Dès 2015, la tendance à l'amélioration de ces indicateurs a commencé à s'inverser. Cela a été le résultat de la semi-stagnation de l'économie brésilienne qui a suivi la baisse cumulée du PIB de 6,8% en 2015 et 2016 et l'intervention non active du gouvernement fédéral, après la mise en accusationt de Dilma Rousseff, afin de soutenir adéquatement la population la plus pauvre du pays. En 2019, c'est-à-dire dans la période pré-pandémique, 11% des familles étaient en situation de pauvreté et l'extrême pauvreté avait considérablement augmenté, atteignant 6,7% de la population selon l'IBGE. Avec l'arrivée de la pandémie et le début des cotisations d'aide d'urgence, le pourcentage de familles en situation de pauvreté est tombé à 5,5 %, mais la réduction de la valeur de la prestation qui a suivi et sa discontinuité ont ramené cet indicateur à des niveaux d'il y a longtemps. vu, de 15%, selon la Fundação Getúlio Vargas.

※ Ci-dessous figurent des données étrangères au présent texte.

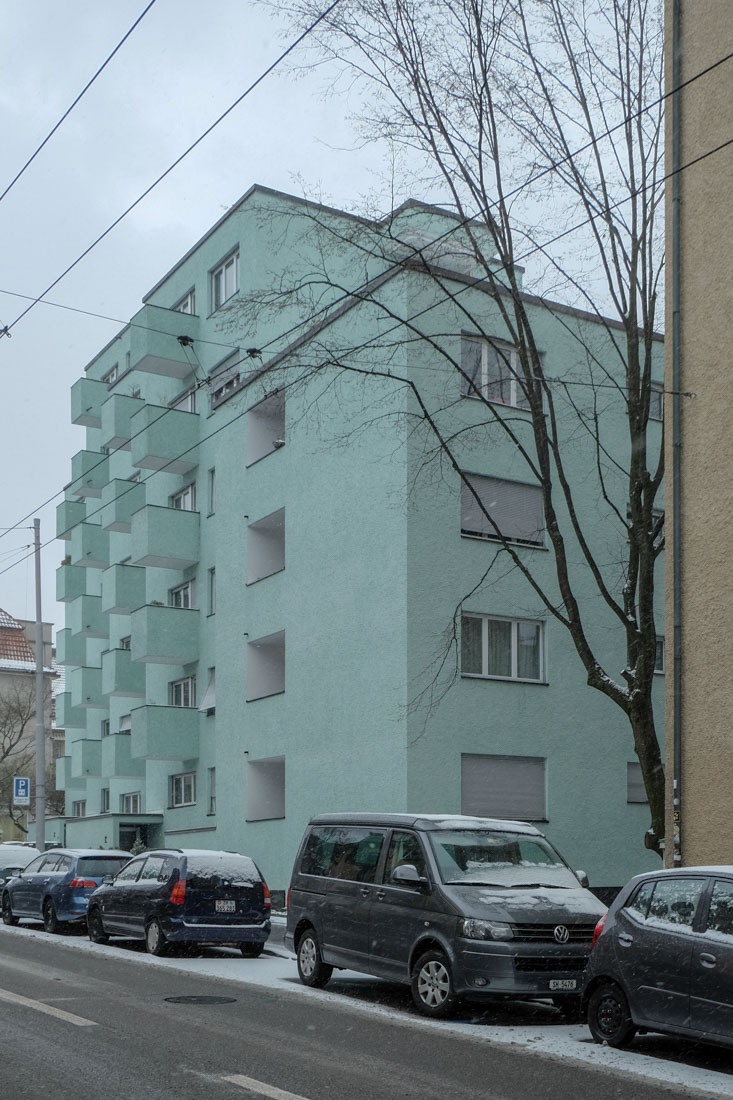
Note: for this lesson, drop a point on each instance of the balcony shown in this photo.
(120, 499)
(68, 514)
(89, 546)
(123, 590)
(68, 716)
(165, 733)
(116, 758)
(89, 473)
(116, 415)
(87, 397)
(70, 583)
(121, 675)
(85, 617)
(165, 538)
(70, 648)
(165, 439)
(164, 635)
(154, 344)
(85, 686)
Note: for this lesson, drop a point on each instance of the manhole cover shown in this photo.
(201, 1000)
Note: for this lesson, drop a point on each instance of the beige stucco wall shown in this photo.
(707, 435)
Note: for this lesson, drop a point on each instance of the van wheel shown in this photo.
(609, 1015)
(312, 969)
(433, 985)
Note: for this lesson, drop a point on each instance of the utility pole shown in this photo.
(40, 730)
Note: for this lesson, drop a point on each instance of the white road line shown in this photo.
(261, 1088)
(40, 1007)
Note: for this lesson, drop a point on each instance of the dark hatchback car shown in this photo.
(174, 895)
(663, 958)
(55, 887)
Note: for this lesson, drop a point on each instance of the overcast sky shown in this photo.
(181, 68)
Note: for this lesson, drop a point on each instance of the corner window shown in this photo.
(506, 649)
(225, 281)
(492, 370)
(504, 509)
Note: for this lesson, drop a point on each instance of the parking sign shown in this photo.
(21, 791)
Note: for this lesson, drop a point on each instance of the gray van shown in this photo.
(455, 906)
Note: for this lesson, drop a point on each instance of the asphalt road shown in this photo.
(93, 1025)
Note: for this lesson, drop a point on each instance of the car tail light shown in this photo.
(178, 892)
(598, 930)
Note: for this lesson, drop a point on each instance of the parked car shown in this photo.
(663, 958)
(173, 895)
(451, 905)
(56, 886)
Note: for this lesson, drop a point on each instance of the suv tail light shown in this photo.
(178, 892)
(598, 930)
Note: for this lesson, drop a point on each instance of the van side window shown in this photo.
(342, 853)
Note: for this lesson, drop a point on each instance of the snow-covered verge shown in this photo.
(275, 969)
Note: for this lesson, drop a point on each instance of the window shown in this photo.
(183, 692)
(130, 802)
(265, 671)
(635, 789)
(265, 789)
(182, 595)
(187, 304)
(510, 649)
(185, 501)
(492, 371)
(225, 281)
(511, 788)
(183, 789)
(265, 547)
(515, 509)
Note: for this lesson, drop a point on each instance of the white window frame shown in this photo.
(183, 790)
(225, 281)
(514, 623)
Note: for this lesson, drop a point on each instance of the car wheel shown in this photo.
(155, 941)
(7, 911)
(251, 950)
(51, 922)
(96, 927)
(312, 969)
(609, 1016)
(433, 985)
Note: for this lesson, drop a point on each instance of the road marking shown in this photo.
(264, 1090)
(40, 1007)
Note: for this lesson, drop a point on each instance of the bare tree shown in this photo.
(539, 122)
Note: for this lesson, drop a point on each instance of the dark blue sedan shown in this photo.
(55, 887)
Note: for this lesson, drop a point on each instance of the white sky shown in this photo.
(179, 69)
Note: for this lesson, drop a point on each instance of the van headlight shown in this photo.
(485, 930)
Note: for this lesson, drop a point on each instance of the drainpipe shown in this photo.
(676, 387)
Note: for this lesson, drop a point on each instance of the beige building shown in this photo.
(699, 436)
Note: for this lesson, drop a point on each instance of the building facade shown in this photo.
(281, 601)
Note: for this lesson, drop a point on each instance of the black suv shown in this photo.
(184, 895)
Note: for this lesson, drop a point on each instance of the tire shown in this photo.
(51, 922)
(312, 969)
(96, 927)
(7, 911)
(251, 950)
(433, 986)
(155, 942)
(609, 1016)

Parallèlement à la suppression de ces aides, le taux de chômage est resté extrêmement élevé, atteignant 14.7 % au premier trimestre 2021, ce qui concerne 14,8 millions de Brésiliens, sans compter 6 millions de personnes supplémentaires qui ont renoncé à chercher un emploi et donc ne sont pas comptés comme chômeurs. Ce taux est le plus élevé jamais observé depuis le début de la série lancée en 2012 par l'IBGE. Pour ne rien arranger, le revenu moyen des ménages a chuté de 10 % sur la même période et a été encore plus prononcé chez les ménages à faible revenu, qui sont aussi ceux qui souffrent le plus de la hausse des prix observée pendant la pandémie. Une situation qui devient encore plus dramatique avec la montée de l'inflation, qui pèse notamment sur le prix des denrées alimentaires, du gaz et de l'électricité, éléments indispensables aux conditions de vie de la population pauvre.
Le chômage, une baisse des revenus, des prix élevés et l'absence d'un soutien adéquat pour la population à faible revenu sont les piliers de l'augmentation de la pauvreté et de la faim au Brésil en cette période de pandémie. Au-delà des statistiques, l'augmentation de la pauvreté est visible dans les villes brésiliennes, en mettant l'accent sur le nombre de familles désormais sans abri. La faim, qui ne se limite pas à la population des sans-abri, est à l'origine des files d'attente qui se forment dans les lieux où sont offerts des repas et où sont distribués de la nourriture et des paniers alimentaires. Il existe d'innombrables initiatives de toutes sortes qui tentent d'apporter une réponse à la faim qui se répand aujourd'hui dans le pays : des mouvements sociaux, des entreprises, des groupes communautaires religieux ou non religieux, des mairies et des États, entre autres.
Ces initiatives, aussi importantes soient-elles, ne résolvent pas la situation d'insécurité dans laquelle se trouve une partie de la population brésilienne. Il faut soutenir et encourager toutes les mobilisations des groupes sociaux dans cet objectif, mais tant que les conditions de la faim seront présentes, garantir le maintien d'un flux de revenus adéquat pour que la population qui vit ce drame puisse le surmonter. Cela implique le retour de l'aide d'urgence de R$ 600,00, la seule possibilité, en réduisant drastiquement la pauvreté, ne serait-ce que pendant la période de son octroi, de garantir que la nourriture ne manquera pas demain. Il faut donc remettre le retour de l'Aide d'Urgence au centre des priorités défendues par ceux qui se mobilisent aujourd'hui contre la situation dramatique actuelle du pays.
S'il y a la faim, il n'y a pas de démocratie !
*Association brésilienne des économistes pour la démocratie est une organisation qui rassemble des économistes, des professionnels apparentés et des étudiants en économie engagés dans la défense de la démocratie et le développement économique durable du Brésil.